One of Life’s Gripping Questions
Where do those slippers, shoes, bakyas, rubber shoes and sandals that we have seen on the road at one time or another in our lives come from???? Why on earth are they on the road? The other day, driving along EDSA Pasay City area I spotted a pair, yes a pair of slippers in the middle of the road. They were men’s slippers. One of them was busted, but the other looked intact. Picture this: you’re walking across EDSA (god knows why when its a major thoroughfare) and your slipper breaks. So to save time and effort, you take off both your freakin slippers and leave them in the middle of the freakin road and then continue walking to the other end of the road freakin barefoot. Charles Darwin’s Theory of Evolution is becoming more evident to me everyday!
Slippers I get. Slippers I understand. I mean they do break so if I see a slipper on the road, I figure it broke and the freakin owner was too much of a pig (yeah, I consider people who leave or throw trash on the road pigs) to pick up the freakin slipper and throw it in the freakin trashcan. But what about shoes? rubber shoes? one rubber shoe in the middle of the road? What the hell happened to the other shoe? Who dropped it and why in heaven’s name didn’t he notice that he had dropped his freaking rubber shoe?!

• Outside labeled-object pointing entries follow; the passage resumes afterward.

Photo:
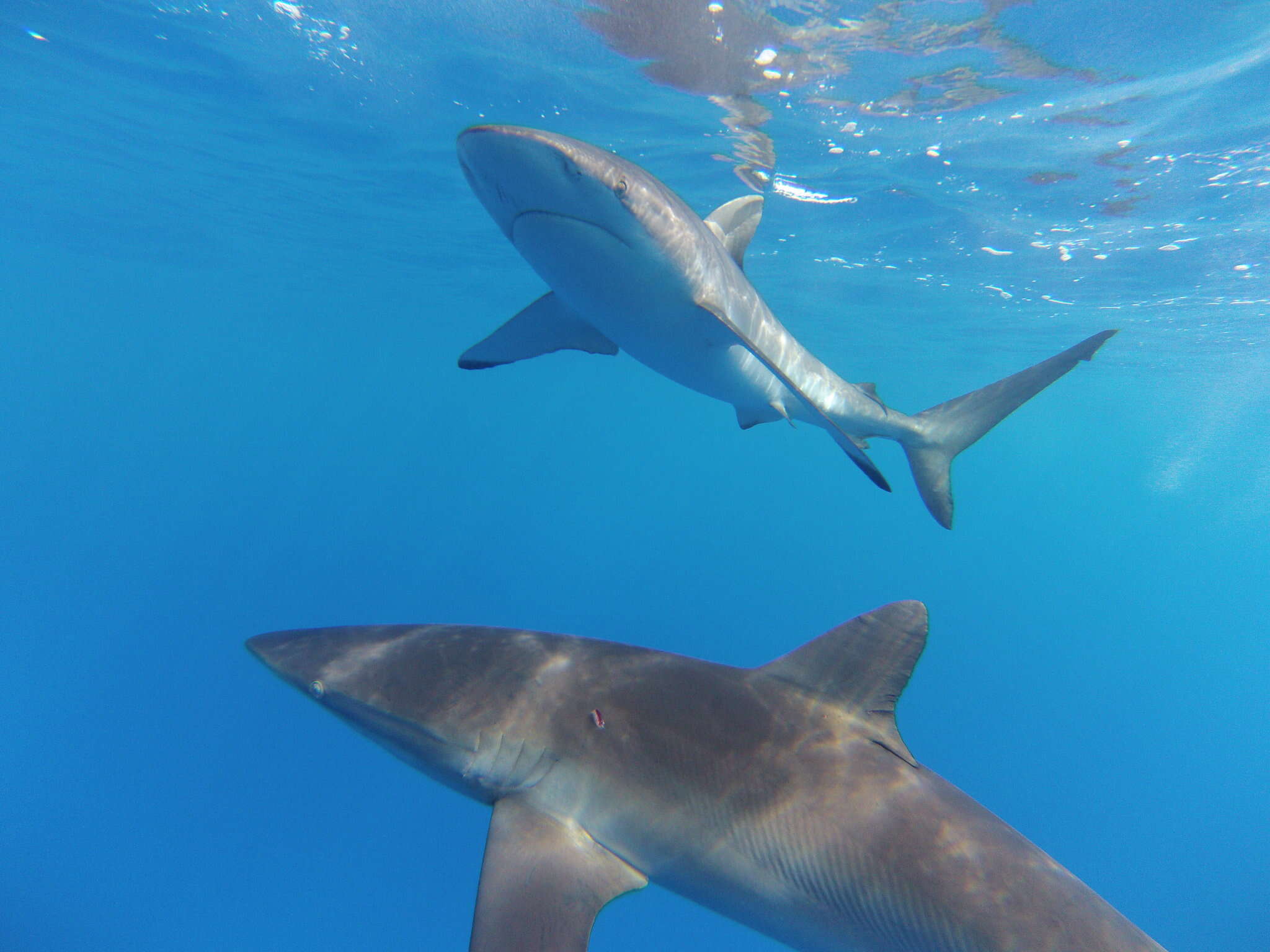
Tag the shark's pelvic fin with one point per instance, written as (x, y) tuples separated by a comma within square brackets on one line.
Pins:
[(849, 443), (734, 224), (543, 883), (544, 327), (864, 666), (750, 416), (945, 431)]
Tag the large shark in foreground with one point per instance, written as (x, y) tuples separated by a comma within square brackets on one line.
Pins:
[(781, 796), (633, 268)]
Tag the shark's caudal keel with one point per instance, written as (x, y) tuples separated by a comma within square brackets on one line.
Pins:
[(633, 268), (781, 796)]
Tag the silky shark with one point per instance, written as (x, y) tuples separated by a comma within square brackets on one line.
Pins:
[(781, 796), (633, 268)]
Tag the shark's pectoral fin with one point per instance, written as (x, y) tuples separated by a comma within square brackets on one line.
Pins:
[(851, 446), (544, 327), (864, 666), (734, 224), (543, 883)]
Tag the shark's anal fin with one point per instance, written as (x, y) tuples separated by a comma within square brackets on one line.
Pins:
[(543, 883), (850, 444), (734, 224), (544, 327), (863, 666)]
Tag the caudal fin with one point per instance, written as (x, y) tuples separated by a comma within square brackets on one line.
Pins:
[(945, 431)]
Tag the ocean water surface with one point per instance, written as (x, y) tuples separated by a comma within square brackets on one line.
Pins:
[(238, 263)]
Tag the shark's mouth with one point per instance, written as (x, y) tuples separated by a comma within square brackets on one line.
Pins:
[(536, 215)]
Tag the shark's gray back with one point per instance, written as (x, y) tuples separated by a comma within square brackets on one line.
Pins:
[(780, 811)]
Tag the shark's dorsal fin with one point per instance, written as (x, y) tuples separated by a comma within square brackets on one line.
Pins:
[(544, 327), (543, 883), (864, 666), (734, 224)]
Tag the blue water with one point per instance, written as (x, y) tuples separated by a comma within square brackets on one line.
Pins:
[(238, 262)]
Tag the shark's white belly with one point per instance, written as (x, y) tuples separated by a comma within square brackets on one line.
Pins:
[(643, 302)]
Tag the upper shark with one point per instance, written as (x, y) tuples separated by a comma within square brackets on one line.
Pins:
[(781, 796), (633, 268)]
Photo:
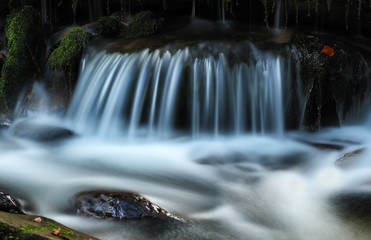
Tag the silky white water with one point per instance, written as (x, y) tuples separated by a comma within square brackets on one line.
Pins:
[(230, 169)]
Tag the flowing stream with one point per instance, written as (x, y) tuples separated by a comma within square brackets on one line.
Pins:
[(202, 135)]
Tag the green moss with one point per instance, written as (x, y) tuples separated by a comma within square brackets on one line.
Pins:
[(8, 232), (23, 33), (32, 228), (66, 58), (108, 26), (142, 24)]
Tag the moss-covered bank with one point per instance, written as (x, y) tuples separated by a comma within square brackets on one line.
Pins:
[(23, 227), (66, 58), (24, 36)]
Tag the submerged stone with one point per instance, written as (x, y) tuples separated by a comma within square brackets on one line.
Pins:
[(349, 158), (117, 206), (353, 205), (9, 204)]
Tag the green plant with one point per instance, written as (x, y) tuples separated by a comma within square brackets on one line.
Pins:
[(23, 33), (66, 58)]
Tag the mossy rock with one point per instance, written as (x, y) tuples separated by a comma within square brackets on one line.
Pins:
[(142, 24), (66, 58), (23, 227), (23, 38), (109, 26), (335, 86)]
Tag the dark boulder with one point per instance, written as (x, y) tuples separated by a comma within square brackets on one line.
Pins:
[(42, 132), (352, 205), (333, 88), (9, 204), (117, 206)]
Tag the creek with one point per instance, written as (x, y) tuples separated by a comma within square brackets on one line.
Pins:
[(200, 131)]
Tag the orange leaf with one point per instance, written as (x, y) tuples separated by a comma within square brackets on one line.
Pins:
[(57, 232), (328, 51)]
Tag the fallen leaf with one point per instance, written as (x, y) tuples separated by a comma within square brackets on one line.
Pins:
[(328, 51), (57, 232), (37, 220)]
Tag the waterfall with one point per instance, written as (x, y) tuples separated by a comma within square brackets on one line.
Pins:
[(278, 17), (191, 91)]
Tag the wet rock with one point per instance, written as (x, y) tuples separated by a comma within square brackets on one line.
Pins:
[(117, 206), (42, 132), (9, 204), (142, 24), (355, 205), (349, 158), (335, 86)]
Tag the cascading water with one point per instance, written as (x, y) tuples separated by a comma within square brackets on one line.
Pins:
[(160, 93), (233, 177)]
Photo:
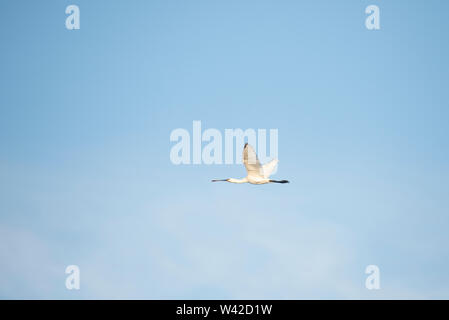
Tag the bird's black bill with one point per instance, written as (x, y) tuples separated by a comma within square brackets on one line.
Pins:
[(280, 181)]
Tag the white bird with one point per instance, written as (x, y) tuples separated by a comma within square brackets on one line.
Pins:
[(257, 173)]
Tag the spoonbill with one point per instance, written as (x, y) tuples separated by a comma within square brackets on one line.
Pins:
[(257, 173)]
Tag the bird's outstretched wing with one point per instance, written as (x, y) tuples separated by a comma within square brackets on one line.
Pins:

The freakiest thing I once saw was when I was a kid and South Supermarket used to be in Magallanes. There was a car parked in an odd way along that long Magallanes road parallel to South Super Highway. It was open, but no one was inside. There was one shoe outside the driver’s door, a glamorous high heeled shoe that obviously belonged to a woman. Two policemen and other passersby surrounded the car. My mom was too dignified to stop and kibbitz like the other usis but later on our driver told us that the car had been there since early morning and there was no sign of a driver, nor of the owner of the shoe. Never heard anything about it again, but it certainly bewilders me what happened to her.
If I got out of my car and picked up every shoe, slipper, and the various footwear I see on the road hencefoth, I will probably have a huge shoe collection to beat Imelda Marcos’ after a few years. Too bad no one ever drops their Manolo Blahniks.